FACTS: In addressing the application of ERISA to the Plan, the Circuit Court sited the two-pronged test from 29 U.S.C § 1002 (2)(A)(i)-(ii) defining an ERISA “employee pension benefit plan” as a plan which (i) “provides retirement income to employees” or (ii) “results in a deferral of income by employees for periods extending to the termination of covered employment or beyond.”
Analyzing the first prong, the Circuit Court agreed with the lower court that the Plan was not primarily intended to provide retirement income to employees because “the primary thrust of the plan is to reward employees during their active years.” (Emphasis added.) Evaluating the evidence, the court determined that the Plan was primarily intended to retain key employees by awarding bonuses and other incentives; not to provide retirement income.
However, the court went on to consider the second prong of the test. It concluded that the Plan would fall within the scope of ERISA if it met either the first or the second prong. Here, because the Plan was specifically designed to allowed employees to defer vested amounts to termination of employment and beyond, providing for payment of retirement benefits in installments over up to ten years, the court concluded that the Plan “fits comfortably within the meaning of subsection (ii).”
The court rejected RBC’s argument that this was a bonus plan, exempt from ERISA by U.S. Department of Labor regulations 29 C.F.R § 2510.3-2(c) because in this case the Plan was not limited to the provision of bonus compensation but also provided for the “systematic deferral” of both bonuses and other income after vesting to termination of employment and beyond. The Circuit Court distinguished Emmenegger v. Bull Moose Tube Co. 197 F.3d 929, 933 (8th Cir.1999) on which the lower court had relied, in which the Eighth Circuit Court of Appeals held that deferred compensation provided through an employer’s phantom stock plan did not trigger ERISA coverage because any deferral until retirement or post-termination periods occurred “strictly at the option of the participant.” Emmenegger was distinguished on the grounds that the analysis in Emmeneggerwas based on the Department of Labor “bonus program” regulation (cited above) which states that an employee pension benefit plan “shall not include payments made by an employer to some or all of its employees as bonuses for work performed, unless such payments are systematically deferred to the termination of covered employment or beyond.” The court reasoned that the Plan in this case was not merely a “bonus program” but rather was a self-described “deferred compensation plan” through which payments were systematically deferred into retirement.

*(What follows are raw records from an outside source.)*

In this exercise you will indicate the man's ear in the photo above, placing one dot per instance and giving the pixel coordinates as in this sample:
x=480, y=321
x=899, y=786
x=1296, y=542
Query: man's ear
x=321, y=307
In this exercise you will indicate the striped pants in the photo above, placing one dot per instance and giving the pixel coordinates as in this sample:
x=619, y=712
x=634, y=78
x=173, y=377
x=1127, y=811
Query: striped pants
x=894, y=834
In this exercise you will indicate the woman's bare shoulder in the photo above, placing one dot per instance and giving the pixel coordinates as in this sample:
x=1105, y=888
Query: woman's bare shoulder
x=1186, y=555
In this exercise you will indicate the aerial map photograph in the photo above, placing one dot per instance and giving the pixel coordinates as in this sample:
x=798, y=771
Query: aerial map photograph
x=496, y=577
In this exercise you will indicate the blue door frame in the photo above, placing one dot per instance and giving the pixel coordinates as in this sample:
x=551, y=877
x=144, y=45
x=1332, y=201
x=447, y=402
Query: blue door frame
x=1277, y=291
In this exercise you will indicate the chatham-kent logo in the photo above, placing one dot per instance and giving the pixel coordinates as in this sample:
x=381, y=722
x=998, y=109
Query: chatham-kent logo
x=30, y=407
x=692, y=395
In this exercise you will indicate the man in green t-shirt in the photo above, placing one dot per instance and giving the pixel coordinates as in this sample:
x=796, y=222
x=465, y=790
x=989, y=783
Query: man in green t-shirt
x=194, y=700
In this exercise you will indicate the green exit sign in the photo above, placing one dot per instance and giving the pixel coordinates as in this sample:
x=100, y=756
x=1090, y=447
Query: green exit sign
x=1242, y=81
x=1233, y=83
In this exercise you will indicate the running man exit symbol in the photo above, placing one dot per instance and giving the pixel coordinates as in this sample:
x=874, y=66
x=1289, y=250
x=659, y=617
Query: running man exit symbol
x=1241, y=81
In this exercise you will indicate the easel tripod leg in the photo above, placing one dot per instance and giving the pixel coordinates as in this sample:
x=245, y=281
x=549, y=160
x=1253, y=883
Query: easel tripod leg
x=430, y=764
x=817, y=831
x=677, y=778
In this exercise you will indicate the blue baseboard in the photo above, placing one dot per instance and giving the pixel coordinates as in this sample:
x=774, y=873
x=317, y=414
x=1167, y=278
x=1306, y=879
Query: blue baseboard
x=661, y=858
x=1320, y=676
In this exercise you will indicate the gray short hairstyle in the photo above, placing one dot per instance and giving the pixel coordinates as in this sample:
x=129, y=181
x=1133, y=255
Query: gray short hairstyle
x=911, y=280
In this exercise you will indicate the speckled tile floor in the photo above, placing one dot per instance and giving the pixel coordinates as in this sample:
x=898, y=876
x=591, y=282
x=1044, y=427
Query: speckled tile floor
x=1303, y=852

RESULT: Thus, the Fifth Circuit Court reversed, determining that the Plan did fall within the scope of ERISA, and sent this case back to the district court to review the facts and decide whether the Plan came within the “top hat” exemption.
RELEVANCE: This case emphasizes the danger of assuming that bonus plans are not covered by ERISA. Bonus plans which allow participants to systematically defer compensation to termination of employment or beyond may be subject to ERISA. Bonus plans including a long term deferral option should be carefully planned and drafted to come within the ERISA “top hat” exemption in order to avoid ERISA’s vesting, funding and fiduciary requirements.